WCP6074

Letter (WCP6074.7024)

[1]1

From the Assistant CURATOR, PITT RIVERS MUSEUM

UNIVERSITY OF OXFORD

15. January 1948.

Dear Mr. Wallace,

Mr. Penniman2 has shown me your interesting letter of 12 January, giving information about the objects which you are kindly giving us. I noted with interest the details you gave, and especially the local story of arrowhead chipping, by means of heating and touching with a wet feather. Sir Francis Knowles3, whom I consulted, tells me that this story reached him from several sources, when he was out there many years ago. But it seems very difficult to obtain a first hand account of the method.

[2]

Your parcel arrived safely today, and has been unpacked. The objects are being entered, and your notes on them are most useful. What magnificent work in obsidian4, they contrived to produce! In some ways, I feel, the best stone-technique ever mastered.

Once again, please accept our warm thanks for your gifts, so well documented, and also for the off-print describing the obsidian tools —

With best wishes | Yours sincerely | J. S. P. Bradford. [signature]

This relates to the arrow points, scrapers &c which I collected in Colorado, Idaho, New Mexico &c 1898-1900

W[illiam]. G[reenell]. W[allace].5

The page is numbered [WP16/2/51] in pencil in the top RH corner.
Penniman, Thomas Kenneth (1895-1977) American-born naturalised British anthropologist. He was Director (or Curator as it was then known) of the Pitt Rivers Museum in Oxford 1939-1963.
Knowles, Francis Howe Seymour, 5th Baronet (1886-1953) English anthropologist. At the Pitt Rivers Museum he studied methods used by Stone Age peoples in making their tools and weapons and developed skills in the manufacture of stone tools for experimental archaeology.

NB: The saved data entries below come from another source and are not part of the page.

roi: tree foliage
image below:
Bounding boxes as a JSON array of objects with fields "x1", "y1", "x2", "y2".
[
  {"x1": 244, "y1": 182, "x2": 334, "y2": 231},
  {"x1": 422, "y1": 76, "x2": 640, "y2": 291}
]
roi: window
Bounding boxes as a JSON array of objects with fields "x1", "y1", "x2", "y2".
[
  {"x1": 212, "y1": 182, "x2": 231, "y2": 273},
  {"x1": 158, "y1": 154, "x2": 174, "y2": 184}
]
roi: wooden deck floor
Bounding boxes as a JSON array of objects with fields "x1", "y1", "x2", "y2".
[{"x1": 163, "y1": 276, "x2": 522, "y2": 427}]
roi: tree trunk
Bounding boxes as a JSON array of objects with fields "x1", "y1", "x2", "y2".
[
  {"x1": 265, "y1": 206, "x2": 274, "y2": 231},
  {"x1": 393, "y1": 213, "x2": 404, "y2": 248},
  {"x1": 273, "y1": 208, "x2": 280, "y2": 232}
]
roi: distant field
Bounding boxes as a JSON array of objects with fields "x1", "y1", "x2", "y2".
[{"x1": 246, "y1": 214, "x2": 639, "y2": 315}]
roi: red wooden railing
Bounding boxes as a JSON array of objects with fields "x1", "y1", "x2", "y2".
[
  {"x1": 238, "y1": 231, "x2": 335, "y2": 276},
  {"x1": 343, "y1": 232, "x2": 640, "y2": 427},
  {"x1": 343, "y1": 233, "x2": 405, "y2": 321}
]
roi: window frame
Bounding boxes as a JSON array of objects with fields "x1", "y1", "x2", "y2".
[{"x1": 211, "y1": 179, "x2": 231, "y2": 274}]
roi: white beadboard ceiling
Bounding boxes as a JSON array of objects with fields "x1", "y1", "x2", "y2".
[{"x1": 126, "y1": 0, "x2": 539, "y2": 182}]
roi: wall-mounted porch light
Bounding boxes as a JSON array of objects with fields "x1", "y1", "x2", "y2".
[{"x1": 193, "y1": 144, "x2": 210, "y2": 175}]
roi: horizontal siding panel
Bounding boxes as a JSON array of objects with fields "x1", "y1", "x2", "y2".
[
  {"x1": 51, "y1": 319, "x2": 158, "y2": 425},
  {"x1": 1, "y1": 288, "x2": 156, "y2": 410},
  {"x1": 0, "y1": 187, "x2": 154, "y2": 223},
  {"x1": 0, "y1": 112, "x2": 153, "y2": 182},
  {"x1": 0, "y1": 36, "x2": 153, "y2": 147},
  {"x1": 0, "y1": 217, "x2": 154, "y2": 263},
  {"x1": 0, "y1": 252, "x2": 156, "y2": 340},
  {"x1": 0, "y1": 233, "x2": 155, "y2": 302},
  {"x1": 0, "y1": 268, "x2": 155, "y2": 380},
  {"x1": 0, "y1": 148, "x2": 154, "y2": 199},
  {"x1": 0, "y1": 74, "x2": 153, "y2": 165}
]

His book The Stone-Worker’s Progress (1953) summarized this research.
Glass-like mineral produced when lava extruded from a volcano cools rapidly with minimum crystal growth. It is hard and brittle, fracturing with very sharp edges, which were used in the past in cutting and piercing tools.
Annotation in ink in the hand of the recipient, written across the top margin of the page.